Let’s translate this into our campfire analogy. Johnson stuck his head into a campfire but, through unusual good luck, emerged with no visible damage at all. And his response is to say that the best way for people to learn about what can happen when you stick your head in a campfire is to stick their heads in campfires — and that to instead warn them about doing so is an affront to God.

What’s completely bizarre about this argument, of course, is that the entire point is that we want people to have some protection against being infected. Immunity is sought, because it means you won’t get sick. Johnson is saying that the way to not get sick is to ... get sick. Makes sense. Put another way, Johnson’s argument is the equivalent of saying that you don’t need to wear a bulletproof vest if you instead simply let your torso be perforated by a cannonball. No one’s going to shoot you in the stomach if your stomach has already been shot away! Checkmate, libs.

But then there’s the other side to this argument. Vaccination, as has been repeatedly demonstrated, lessens the likelihood of severe illness from a coronavirus infection. Even with the emergence of the omicron variant, it’s the unvaccinated who are more likely to be hospitalized. From June to November, the Kaiser Family Foundation estimates that 163,000 covid-19 deaths could have been prevented had those who died simply been vaccinated.

That, of course, was the unstated other negative outcome of my campfire analogy. Sometimes you stick your head in a campfire and you don’t gain immunity against doing so in the future, because you are dead. The coronavirus pandemic has killed more than 825,000 people, all of whom were not as lucky with their infections as was Johnson. About 1 in 5 of them died because they declined to get vaccinated against the virus, if KFF’s numbers are to be believed.

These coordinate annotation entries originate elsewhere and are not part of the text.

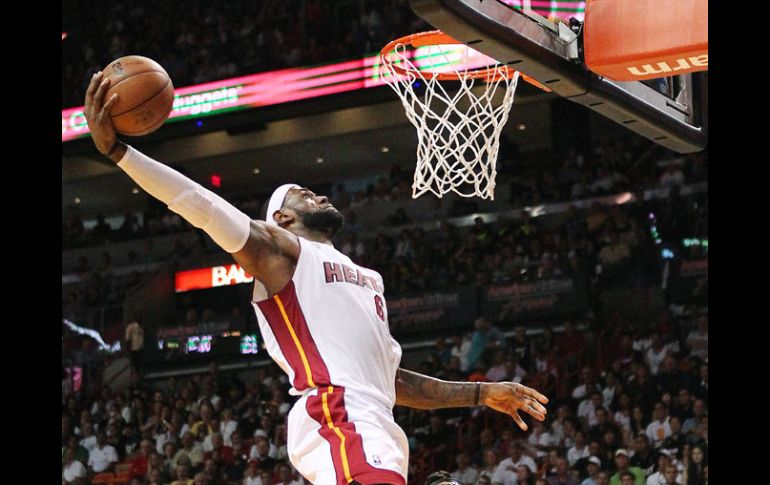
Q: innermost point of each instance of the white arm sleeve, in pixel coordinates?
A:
(227, 226)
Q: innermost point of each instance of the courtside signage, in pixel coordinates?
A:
(276, 87)
(212, 277)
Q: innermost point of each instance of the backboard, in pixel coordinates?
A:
(670, 111)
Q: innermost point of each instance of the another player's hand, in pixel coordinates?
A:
(510, 397)
(97, 113)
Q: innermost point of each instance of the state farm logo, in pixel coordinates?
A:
(685, 64)
(229, 275)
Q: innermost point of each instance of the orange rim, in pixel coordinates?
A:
(436, 37)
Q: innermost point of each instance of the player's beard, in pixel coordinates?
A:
(328, 221)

Johnson has been banging this drum for a while. There’s no point in telling him why he’s wrong about this — if he cared about being accurate, he would have already changed his rhetoric. But if there’s one person out there who finds his pitch compelling and, instead, reads this assessment, it’s worth parsing how truly ludicrous Johnson’s claims are.

And, well we’re at it: Don’t stick your head in a campfire. It would hurt a lot.